Moody's said the debt was still under negative review, with further downgrades dependent on Lisbon's ability to secure medium-term funding.
"The limited migration of the rating to Baa1 (and not lower) in today's action, reflects Moody's assessment that assistance would be provided by the other members of the euro zone if Portugal needs financing on an expedited basis before it can obtain funds from the European Financial Stability Facility (EFSF)," Moody's said in a statement.
"Moody's believes the new government will likely approach the facility as a matter of urgency."
The country plans to sell as much as €1 billion of six- and 12-month bills tomorrow.
The cost of protecting against a Portuguese default rose to a record, surpassing the price for Irish debt insurance for the first time in seven months. Credit-default swaps on Portugal's bonds climbed 12 basis points to 592, implying a 41 per cent probability the government will renege on its debts within five years, according to CMA.
Contracts tied to Ireland's notes dropped 11.5 basis points to 587.
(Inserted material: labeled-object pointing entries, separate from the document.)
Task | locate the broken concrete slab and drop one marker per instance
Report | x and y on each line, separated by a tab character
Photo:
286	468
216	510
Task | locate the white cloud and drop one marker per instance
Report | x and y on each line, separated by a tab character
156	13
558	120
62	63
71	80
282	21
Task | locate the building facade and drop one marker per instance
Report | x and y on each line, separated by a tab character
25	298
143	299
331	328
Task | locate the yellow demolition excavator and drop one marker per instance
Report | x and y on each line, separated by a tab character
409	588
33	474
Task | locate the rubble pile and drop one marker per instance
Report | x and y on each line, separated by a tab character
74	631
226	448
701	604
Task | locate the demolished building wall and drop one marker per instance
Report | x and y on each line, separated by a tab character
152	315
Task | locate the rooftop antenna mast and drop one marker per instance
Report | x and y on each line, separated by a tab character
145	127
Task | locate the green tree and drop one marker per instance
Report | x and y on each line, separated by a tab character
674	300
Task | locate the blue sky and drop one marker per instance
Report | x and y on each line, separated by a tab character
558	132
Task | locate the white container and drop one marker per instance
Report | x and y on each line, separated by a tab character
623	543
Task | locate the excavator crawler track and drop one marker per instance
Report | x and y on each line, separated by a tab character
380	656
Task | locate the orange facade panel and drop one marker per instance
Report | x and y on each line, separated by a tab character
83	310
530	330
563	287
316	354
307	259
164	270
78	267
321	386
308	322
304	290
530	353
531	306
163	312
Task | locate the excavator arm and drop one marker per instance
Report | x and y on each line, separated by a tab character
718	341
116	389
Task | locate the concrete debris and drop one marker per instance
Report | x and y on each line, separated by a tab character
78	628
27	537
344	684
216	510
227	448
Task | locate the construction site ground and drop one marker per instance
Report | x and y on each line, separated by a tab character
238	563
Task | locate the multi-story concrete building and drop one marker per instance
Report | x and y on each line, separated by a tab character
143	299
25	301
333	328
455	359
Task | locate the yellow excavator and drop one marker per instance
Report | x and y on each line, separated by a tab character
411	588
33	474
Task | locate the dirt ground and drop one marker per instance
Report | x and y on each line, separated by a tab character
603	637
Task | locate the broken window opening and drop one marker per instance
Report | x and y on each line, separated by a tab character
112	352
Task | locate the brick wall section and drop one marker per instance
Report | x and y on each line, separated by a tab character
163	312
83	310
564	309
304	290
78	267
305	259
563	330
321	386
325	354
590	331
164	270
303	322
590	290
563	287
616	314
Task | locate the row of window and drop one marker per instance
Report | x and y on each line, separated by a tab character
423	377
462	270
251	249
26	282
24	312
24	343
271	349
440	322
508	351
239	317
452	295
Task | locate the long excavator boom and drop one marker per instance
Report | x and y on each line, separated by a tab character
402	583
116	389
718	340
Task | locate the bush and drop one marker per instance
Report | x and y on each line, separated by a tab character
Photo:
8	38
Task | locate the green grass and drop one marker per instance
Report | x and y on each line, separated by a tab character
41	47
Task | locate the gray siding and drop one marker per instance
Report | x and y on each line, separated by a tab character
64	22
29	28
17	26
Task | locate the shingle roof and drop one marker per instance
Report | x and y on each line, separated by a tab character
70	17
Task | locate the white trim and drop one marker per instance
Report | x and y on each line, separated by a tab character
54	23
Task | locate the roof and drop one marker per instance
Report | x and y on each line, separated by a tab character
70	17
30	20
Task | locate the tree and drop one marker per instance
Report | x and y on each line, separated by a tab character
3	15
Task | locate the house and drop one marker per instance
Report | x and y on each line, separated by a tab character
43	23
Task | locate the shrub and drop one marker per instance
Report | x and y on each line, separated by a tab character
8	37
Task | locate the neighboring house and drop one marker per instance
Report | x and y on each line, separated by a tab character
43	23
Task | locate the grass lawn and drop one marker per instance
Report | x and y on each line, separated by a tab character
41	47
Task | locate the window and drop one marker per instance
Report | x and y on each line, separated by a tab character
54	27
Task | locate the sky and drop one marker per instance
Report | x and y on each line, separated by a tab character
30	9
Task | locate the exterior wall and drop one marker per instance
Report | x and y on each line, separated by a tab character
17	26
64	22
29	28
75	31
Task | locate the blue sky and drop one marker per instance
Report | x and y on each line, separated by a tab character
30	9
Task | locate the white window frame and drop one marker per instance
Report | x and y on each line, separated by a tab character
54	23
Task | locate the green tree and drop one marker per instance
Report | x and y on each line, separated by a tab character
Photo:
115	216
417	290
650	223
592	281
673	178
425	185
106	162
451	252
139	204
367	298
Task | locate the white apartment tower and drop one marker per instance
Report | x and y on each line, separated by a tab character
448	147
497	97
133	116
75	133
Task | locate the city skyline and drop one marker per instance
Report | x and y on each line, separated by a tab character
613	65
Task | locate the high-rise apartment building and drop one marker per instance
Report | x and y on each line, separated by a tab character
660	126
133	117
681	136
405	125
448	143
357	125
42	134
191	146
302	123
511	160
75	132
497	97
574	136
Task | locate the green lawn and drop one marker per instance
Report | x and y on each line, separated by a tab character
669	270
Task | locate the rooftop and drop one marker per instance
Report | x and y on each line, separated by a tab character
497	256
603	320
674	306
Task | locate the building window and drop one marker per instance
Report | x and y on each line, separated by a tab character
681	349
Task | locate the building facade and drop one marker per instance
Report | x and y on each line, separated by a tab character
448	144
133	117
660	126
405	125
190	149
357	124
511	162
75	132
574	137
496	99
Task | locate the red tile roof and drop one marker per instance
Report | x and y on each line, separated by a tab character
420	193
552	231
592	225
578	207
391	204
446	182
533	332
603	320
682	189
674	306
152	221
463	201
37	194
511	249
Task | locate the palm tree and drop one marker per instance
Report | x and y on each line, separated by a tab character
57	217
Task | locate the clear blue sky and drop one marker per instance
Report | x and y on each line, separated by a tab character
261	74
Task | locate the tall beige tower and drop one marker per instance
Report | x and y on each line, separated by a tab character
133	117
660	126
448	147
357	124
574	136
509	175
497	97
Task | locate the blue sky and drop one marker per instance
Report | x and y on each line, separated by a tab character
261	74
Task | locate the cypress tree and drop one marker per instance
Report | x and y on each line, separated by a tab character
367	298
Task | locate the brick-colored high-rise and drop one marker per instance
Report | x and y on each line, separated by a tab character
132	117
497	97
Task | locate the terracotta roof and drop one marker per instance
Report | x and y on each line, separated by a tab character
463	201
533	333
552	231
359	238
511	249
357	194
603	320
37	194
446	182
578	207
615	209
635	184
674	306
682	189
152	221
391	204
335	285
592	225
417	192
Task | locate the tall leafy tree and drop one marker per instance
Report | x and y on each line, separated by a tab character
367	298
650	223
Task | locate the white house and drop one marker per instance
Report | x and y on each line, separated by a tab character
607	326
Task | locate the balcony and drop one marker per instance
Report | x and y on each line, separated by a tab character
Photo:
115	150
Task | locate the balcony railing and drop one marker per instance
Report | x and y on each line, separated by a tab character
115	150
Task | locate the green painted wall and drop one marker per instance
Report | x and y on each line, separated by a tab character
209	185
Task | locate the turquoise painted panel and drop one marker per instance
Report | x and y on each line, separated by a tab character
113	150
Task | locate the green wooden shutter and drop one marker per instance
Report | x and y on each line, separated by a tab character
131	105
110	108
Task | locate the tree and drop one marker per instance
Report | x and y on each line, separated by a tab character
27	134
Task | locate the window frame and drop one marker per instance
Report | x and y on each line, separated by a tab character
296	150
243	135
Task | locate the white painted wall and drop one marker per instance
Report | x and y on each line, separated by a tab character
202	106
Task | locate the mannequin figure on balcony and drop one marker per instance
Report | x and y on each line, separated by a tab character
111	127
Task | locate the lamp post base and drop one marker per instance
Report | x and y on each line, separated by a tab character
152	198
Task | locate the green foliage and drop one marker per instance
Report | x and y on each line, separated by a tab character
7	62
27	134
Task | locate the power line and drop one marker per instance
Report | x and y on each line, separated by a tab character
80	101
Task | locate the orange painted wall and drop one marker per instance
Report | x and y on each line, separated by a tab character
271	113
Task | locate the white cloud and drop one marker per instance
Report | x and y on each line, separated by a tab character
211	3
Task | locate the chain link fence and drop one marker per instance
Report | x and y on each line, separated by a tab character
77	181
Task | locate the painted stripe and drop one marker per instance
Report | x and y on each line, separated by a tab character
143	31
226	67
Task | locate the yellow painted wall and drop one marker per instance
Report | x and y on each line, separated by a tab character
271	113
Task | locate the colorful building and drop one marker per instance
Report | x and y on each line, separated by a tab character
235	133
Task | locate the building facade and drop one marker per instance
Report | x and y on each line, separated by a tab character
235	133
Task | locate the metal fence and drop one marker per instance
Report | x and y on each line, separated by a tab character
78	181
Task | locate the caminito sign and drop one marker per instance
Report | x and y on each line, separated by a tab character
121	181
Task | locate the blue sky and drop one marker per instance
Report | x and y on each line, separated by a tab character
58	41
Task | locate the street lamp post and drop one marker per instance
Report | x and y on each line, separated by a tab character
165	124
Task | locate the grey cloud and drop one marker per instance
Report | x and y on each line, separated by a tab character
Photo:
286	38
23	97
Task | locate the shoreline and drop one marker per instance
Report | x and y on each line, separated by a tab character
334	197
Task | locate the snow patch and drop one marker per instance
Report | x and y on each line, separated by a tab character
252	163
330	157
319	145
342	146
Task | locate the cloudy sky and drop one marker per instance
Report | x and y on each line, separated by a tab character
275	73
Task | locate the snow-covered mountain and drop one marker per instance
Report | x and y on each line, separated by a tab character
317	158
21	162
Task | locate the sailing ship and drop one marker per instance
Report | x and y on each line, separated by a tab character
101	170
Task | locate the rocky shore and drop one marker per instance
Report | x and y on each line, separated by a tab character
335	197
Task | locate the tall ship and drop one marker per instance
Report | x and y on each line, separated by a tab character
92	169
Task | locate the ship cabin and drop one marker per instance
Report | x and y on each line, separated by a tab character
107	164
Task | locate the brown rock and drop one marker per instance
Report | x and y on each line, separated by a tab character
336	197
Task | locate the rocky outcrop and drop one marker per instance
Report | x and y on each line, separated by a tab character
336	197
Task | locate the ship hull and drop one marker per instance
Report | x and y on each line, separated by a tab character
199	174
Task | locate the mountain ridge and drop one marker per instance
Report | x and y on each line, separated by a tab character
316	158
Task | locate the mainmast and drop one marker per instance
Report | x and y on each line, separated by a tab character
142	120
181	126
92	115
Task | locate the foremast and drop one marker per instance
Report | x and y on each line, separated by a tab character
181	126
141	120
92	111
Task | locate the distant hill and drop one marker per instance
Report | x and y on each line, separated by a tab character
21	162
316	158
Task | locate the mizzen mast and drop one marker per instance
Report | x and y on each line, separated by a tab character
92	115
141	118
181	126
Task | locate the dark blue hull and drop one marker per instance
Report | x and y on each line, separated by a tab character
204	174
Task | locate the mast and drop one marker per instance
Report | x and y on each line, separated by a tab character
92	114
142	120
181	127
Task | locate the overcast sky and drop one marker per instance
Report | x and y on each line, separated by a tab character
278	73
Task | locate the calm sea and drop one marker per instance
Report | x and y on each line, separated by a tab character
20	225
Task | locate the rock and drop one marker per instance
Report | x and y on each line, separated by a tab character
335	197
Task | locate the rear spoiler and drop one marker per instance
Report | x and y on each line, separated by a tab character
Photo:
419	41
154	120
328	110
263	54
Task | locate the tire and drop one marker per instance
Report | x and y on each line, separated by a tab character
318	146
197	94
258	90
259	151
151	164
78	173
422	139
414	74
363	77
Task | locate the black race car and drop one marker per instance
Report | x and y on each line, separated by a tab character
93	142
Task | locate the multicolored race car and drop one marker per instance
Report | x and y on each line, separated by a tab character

Euro zone sources said that finance ministers will discuss Portugal's options for resolving its debt problems under a caretaker government, including whether it is capable of requesting EU financial aid, at meetings on Friday.
Financial markets are convinced Lisbon will have to follow Greece and Ireland in asking the European Union and International Monetary Fund for a bailout, but the situation has been complicated by the fall of the government in Lisbon.
Caretaker prime minister José Sócrates, who resigned after parliament rejected a fresh round of budget austerity, has made it a point of honour not to accept EU/IMF help and the country may remain in limbo until an election set for June 5th.
"I am committed to the idea of defending Portugal from external aid ... I will do everything to defend Portugal from this scenario," Mr Sócrates told RTP television late yesterday.
While Portugal can probably go on funding itself for the next eight weeks - it has to refinance €4.3 billion of debt in April and €4.9 billion in June - the cost of doing so is likely to go on being punitively high.